Development is not linear. It's a truism, but it's a valuable one in the NFL. Teams don't always get better incrementally. If they did, the 4-13 Patriots wouldn't have become the 14-3 Patriots in one short offseason. NFL players don't get better incrementally, either. And even when they improve one season, they are not guaranteed to improve again the next year.
As such, it is a challenge to stand in one moment of time and say with certainty which players will continue to improve or continue to decline. The 2025 season was rife with risers and fallers. Later, we might call those same players one-hit wonders or flashes in the pan. But we might also call them bona fide stars and faces of the league. We just won't know until we get there.
But from here, we can at least predict. I circled five players who suddenly broke out in 2025 and five players whose performance fell off a cliff out of nowhere to ask one simple question: Was it a blip or a trend? Is this player's current arc destined to continue in 2026, or will his trajectory suddenly regress back to previous years -- for better or worse -- in the upcoming NFL season?
Jump to: Breakouts | Cliff falls
Five 2025 breakouts
Jaxon Smith-Njigba, WR, Seattle Seahawks
Perhaps no player is a more obvious 2025 "breakout" than Smith-Njigba, who went from productive young player in 2024 to league leader in receiving yards. Smith-Njigba didn't just lead the league in receiving yards with 1,793 after posting 1,130 the year before. He did it without much cover from his teammates. He produced 44.1% of his team's receiving yards -- a simply preposterous centralization that we have not seen since 2012 Brandon Marshall.
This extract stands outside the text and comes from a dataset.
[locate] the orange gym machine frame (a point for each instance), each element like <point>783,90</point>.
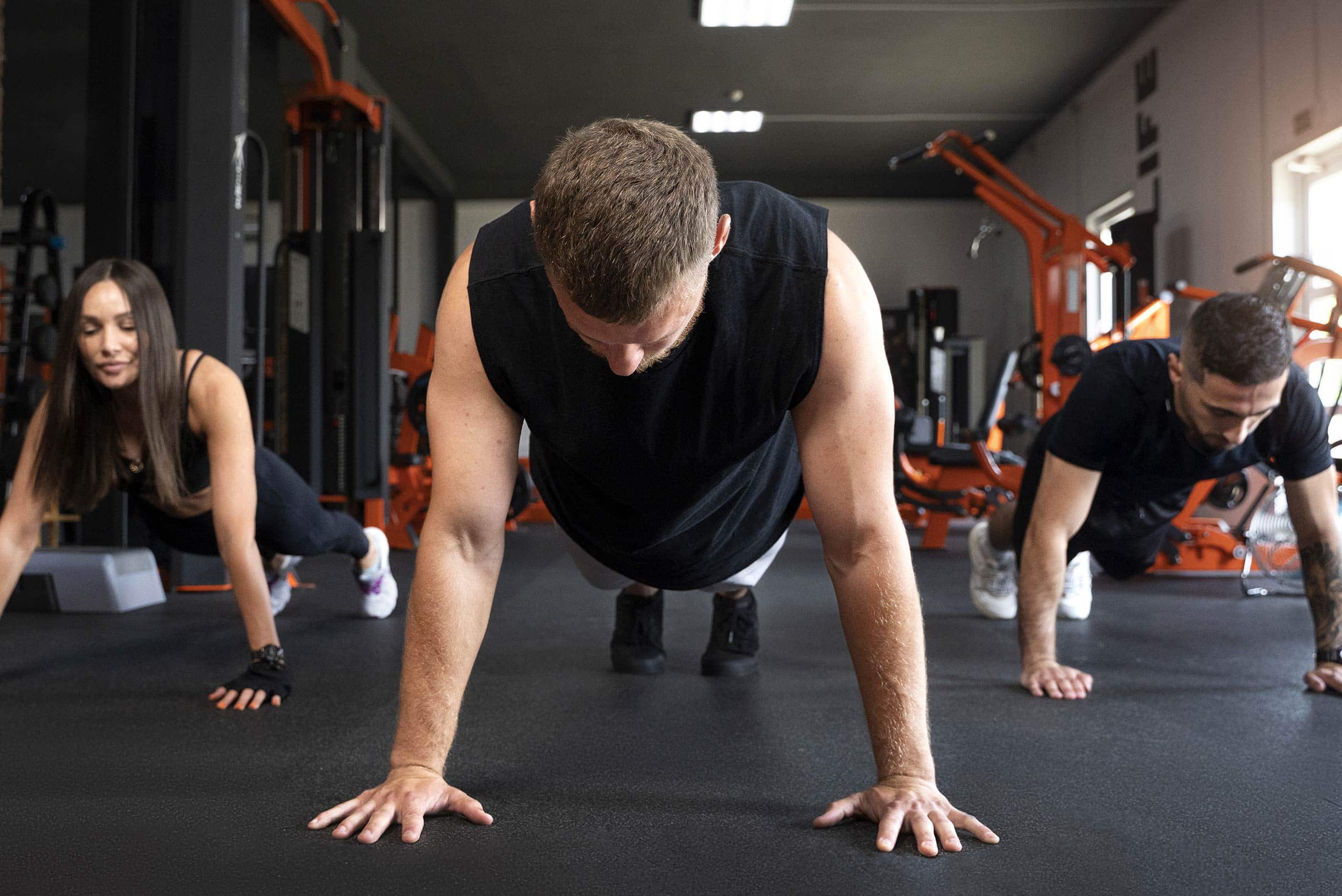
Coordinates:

I can craft the argument that Smith-Njigba's 2025 is an unassailable trend simply with his yards per route run: 3.85, the second-best number of the past decade behind 2023 Tyreek Hill. Yards per route run is a particularly sticky stat. Looking at the top 20 players by yards per route run over the past 10 years, we mostly find repeat offenders. Guys at the top of this list tend to stay at the top, and those few one-hit wonders -- players like Brandon Aiyuk and Michael Thomas -- disappeared because of injury and unhappiness with their role.
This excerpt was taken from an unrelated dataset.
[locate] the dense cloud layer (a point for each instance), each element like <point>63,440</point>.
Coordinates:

Top seasons by yards per route run over past 10 years
One of the particularly cool things about Smith-Njigba's emergence is how evidently faster he is from when he entered the league. Smith-Njigba passed on a 40-yard dash at the 2023 combine and instead ran at his pro day; his 4.52 seemed to detail an NFL slot receiver without much downfield ability. That's how he was used at first, as 28% of his rookie targets came on screens under then-offensive coordinator Shane Waldron. Different times!